Amendments to Canada’s impaired driving laws became effective today, and are intended to simplify and modernize drunk driving laws. Legislators believe that the changes will help deter drunk driving and make it easier for the Crown to prove alcohol concentration for persons who are charged with being over the legal limit. The changes are also expected to result in reduced delays in going to trial.
Likely the most noticeable and impactful change associated with the new legislation is the fact that police are now authorized to perform mandatory roadside tests to identify impaired drivers. This means that police no longer require a reasonable belief to suspect that a driver is intoxicated in order to demand a breath sample. Instead, police officers have the authority to demand that a driver give a roadside breath sample on an approved screening device whenever a driver was lawfully stopped in connection with a traffic violation or common law offence, even when the driver shows no signs of having recently consumed alcohol. If you were pulled over for any lawful reason, such as a broken tail light, speeding or failing to come to a complete stop at a stop sign, the police officer can demand that you submit to a Breathalyzer test. And, any driver who refuses faces a criminal charge.

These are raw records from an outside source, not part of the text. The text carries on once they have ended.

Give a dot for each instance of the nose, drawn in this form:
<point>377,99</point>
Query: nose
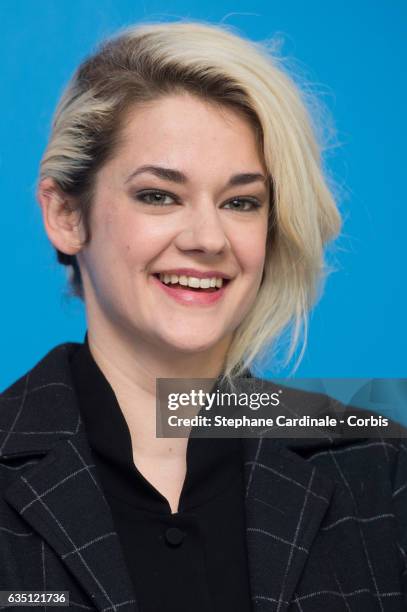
<point>202,230</point>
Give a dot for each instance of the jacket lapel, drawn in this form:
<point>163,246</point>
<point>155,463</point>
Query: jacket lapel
<point>61,498</point>
<point>286,499</point>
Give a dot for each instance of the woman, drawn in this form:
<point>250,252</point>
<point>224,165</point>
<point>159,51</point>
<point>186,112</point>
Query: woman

The Federal Government’s argument for enacting mandatory alcohol screening is the fact that fatal motor vehicle accidents due to impaired driving were shown to decline in many jurisdictions where mandatory alcohol screening was legislated. Further, research suggests that in the past, as many as half of drivers with a BAC (blood alcohol concentration) over .08 were not detected at roadside checks.
The penalties for impaired driving have also increased effective today. There are no changes to the mandatory minimum jail terms for impaired driving and ‘over 80’; however, there are some higher mandatory minimum fines and maximum penalties, including:
- No change was made to the current mandatory fine of $1000 for first offenders with a BAC of .08 to .119 (80 to 119 mg of alcohol per 100 ml of blood).
- The mandatory minimum fine for first offenders with a BAC of .120 to .159 has increased to $1,500.
- The mandatory minimum fine for a first offender with a BAC of .160 or over has increased to $2,000
- First offenders who don’t comply with a lawful demand are subject to a minimum fine of $2,000.
Another key change in legislation was to broaden the time period during which a driver cannot have a blood alcohol concentration over the legal limit, to within 2 hours of driving. This change is aimed at eliminating the ‘bolus drinking’ defence as well as the intervening drink defence.
Bolus drinking involves persons who consumed alcohol immediately before driving but may not have been over the legal limit while driving because the alcohol was not absorbed, or fully absorbed, into their blood. Under the new rules, such drivers may be found guilty of drunk driving if their BAC is found to be over the legal limit within 2 hours of being stopped. Legislators say that the change in law is aimed at eliminating risky behaviour involving drivers who drink immediately before driving with the hope of arriving at their destination while still under the legal limit.
The intervening drink defence refers to drivers who claim that they did not consume alcohol before driving but only had a drink to calm their nerves after being involved in an accident. And, this is the reason why they blew over in a roadside test and/or registered a BAC over the legal limit. This type of action can interfere with the alcohol testing process, but by changing the offence timeframe to 2 hours, persons who drank after driving but before being tested are now more likely to be found guilty of drunk driving. However, the law provides a limited defence to recognize that there can be circumstances where a driver may have innocently consumed alcohol after driving and had no reason to believe they would need to provide a breath sample.
While some organizations, such as Mothers Against Drunk Drivers (MADD), have applauded the new legislation, others have raised concerns that the changes have created legal grounds for baseless searches. And, civil rights groups suggest that racial minorities will be most effected as they are disproportionately and often, unfairly, pulled over by police.